Si l'Argentine a aujourd'hui une population 
                      en grande majorité blanche, elle a pourtant été 
                      un grand pourvoyeur d'esclaves africains, dont l'influence 
                      sur l'origine du tango argentin semble attestée. 
                      Demeurée vivante dans les rythmes et les danses du 
                      candombé uruguayen, la tradition africaine en tant 
                      que telle est cependant difficile à retracer avec 
                      précision dans le tango argentin. Phénomène 
                      musical et chorégraphique devenu mondial, celui-ci 
                      procède d'un métissage particulièrement 
                      original, qui s'est réalisé dès la 
                      seconde moitié du XIXe siècle au sein des 
                      communautés d'émigrés européens, 
                      notamment italiens ou français comme Carlos Gardel, 
                      le plus célèbre des tangueros. Les principales 
                      sources du tango sont les danses populaires du Río 
                      de la Plata comme la milonga, mêlées à 
                      l'influence de la habanera cubaine ou du tanguillo andalou. 
                    
                    A l'origine, le tango était accompagné 
                      à la guitare, au violon et à la flûte, 
                      parfois aussi au piano; l'apparition du bandonéon, 
                      un instrument d'origine allemande aujourd'hui indissociablement 
                      lié à l'image du tango, ne date probablement 
                      que des premières années du XXe siècle. 
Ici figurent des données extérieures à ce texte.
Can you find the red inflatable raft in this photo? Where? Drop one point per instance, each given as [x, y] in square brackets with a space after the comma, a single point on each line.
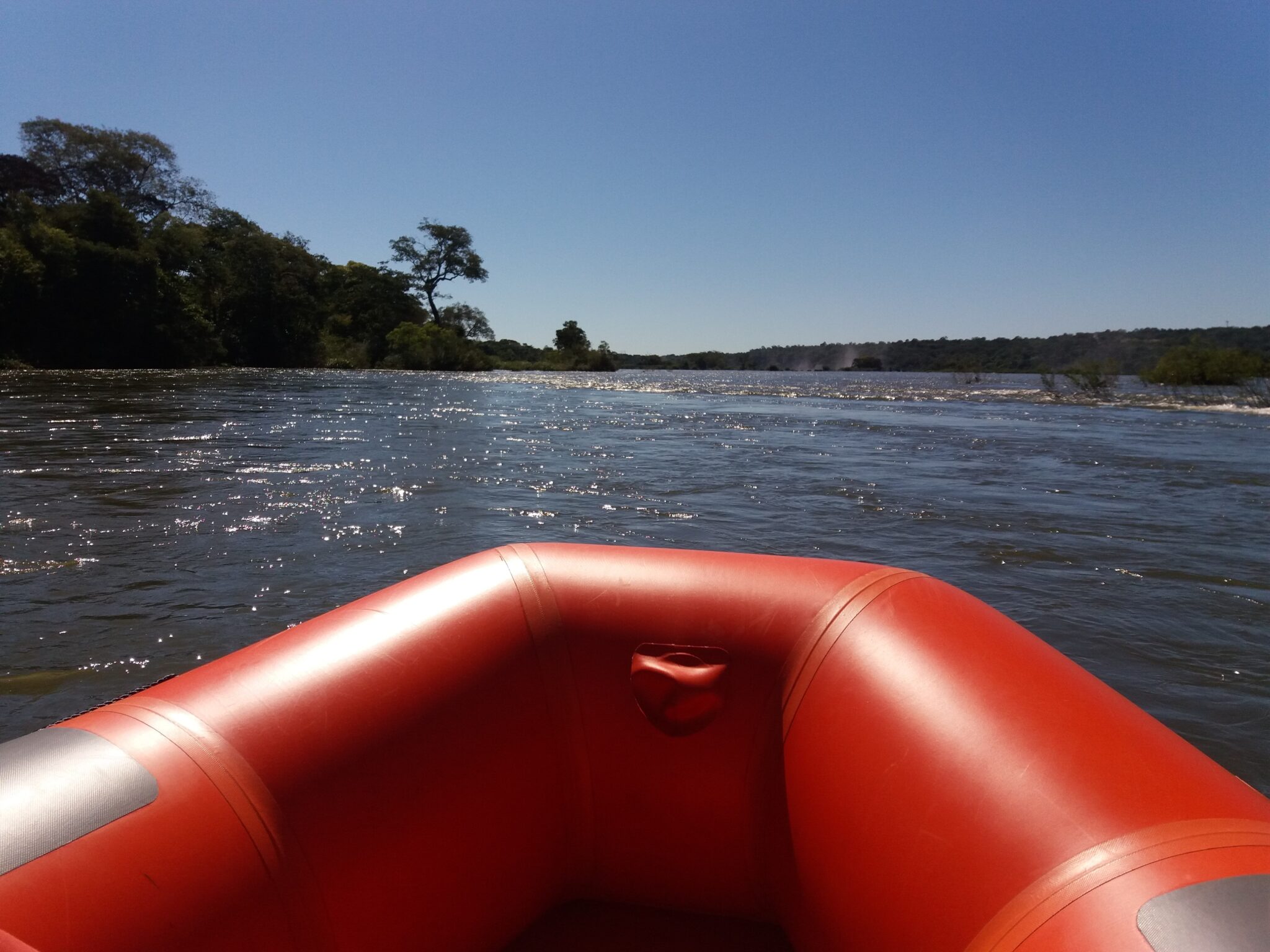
[586, 748]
                      Très populaire jusqu’aux années 1950, 
                      il perdra ensuite quelque peu de sa popularité jusqu’à 
                      ce que surgisse une personnalité qui allait en renouveler 
                      radicalement l’esthétique : le compositeur 
                      et bandonéoniste Astor Piazzola (1921-1992), figure 
                      emblématique du tango nuevo, dont l’influence 
                      marquera toutes les générations suivantes 
                      de tangueros. Sa musique pour le film Sur de Fernando Solanas 
                      (1988) est restée dans toutes les mémoires.
                    « Lumières Tango » propose 
                      une image résolument actuelle du tango et de ses 
                      récents développements en Argentine et en 
                      Europe. Les quatre groupes présentés dans 
                      ce cycle de concerts illustrent les principaux courants 
                      du tango contemporain : nouvelles compositions et timbres 
                      instrumentaux inédits, rapprochement avec le jazz 
                      et les musiques improvisées, mais aussi affirmation 
                      d’un lien nouveau avec les racines du tango, revisitées 
                      avec talent et créativité. Le groupe Linea 
                      13, exceptionnellement associés au virtuose du bandonéon 
                      César Stroscio ; le guitariste et chanteur Narciso 
                      Saúl, dont l’approche intimiste et épurée 
                      est soutenue par une nouvelle formation ; le prodigieux 
                      bandonéoniste Marcelo Mercadante, dont les « 
                      Banlieues de l’âme » (Suburbios del alma) 
                      nous proposent une approche roborative du tango contemporain 
                      ; et enfin la chanteuse Maria de la Paz, pour la première 
                      fois associée au groupe Libertango d’Eduardo 
                      Kohan pour une commande spéciale des Ateliers d’ethnomusicologie.
                    Cette incursion dans le monde du tango 
                      pourra être approfondie par la découverte d’un 
                      film récent, « 12 tangos – Return Ticket 
                      to Buenos Aires », encore jamais présenté 
                      à Genève, par un stage d’introduction 
                      par la danseuse Mariela Casabonne, et enfin par un conférence 
                      du spécialiste Norberto Gimelfarb, qui fournira les 
                      principales clefs d’accès à l’univers 
                      fascinant du tango.
                    C’est à une image décapante 
                      du monde du tango que nous invite ce cycle de concerts : 
                      musique urbaine par excellence, née dans les quartiers 
                      pauvres de Buenos Aires, le tango a grandi dans la rue, 
                      dans les bars louches et les lupanars crasseux, nourri d’aventures 
                      cruelles et de souvenirs douloureux. Et s’il a un 
                      jour conquis Paris et les salons chics des grandes capitales, 
                      ça n’a jamais été au prix de 
                      son âme. Ces « Lumières Tango » 
                      éclairent un labyrinthe d’émotions intenses, 
                      parfois pathétiques, parfois jubilatoires, mais toujours 
                      criantes de vérité.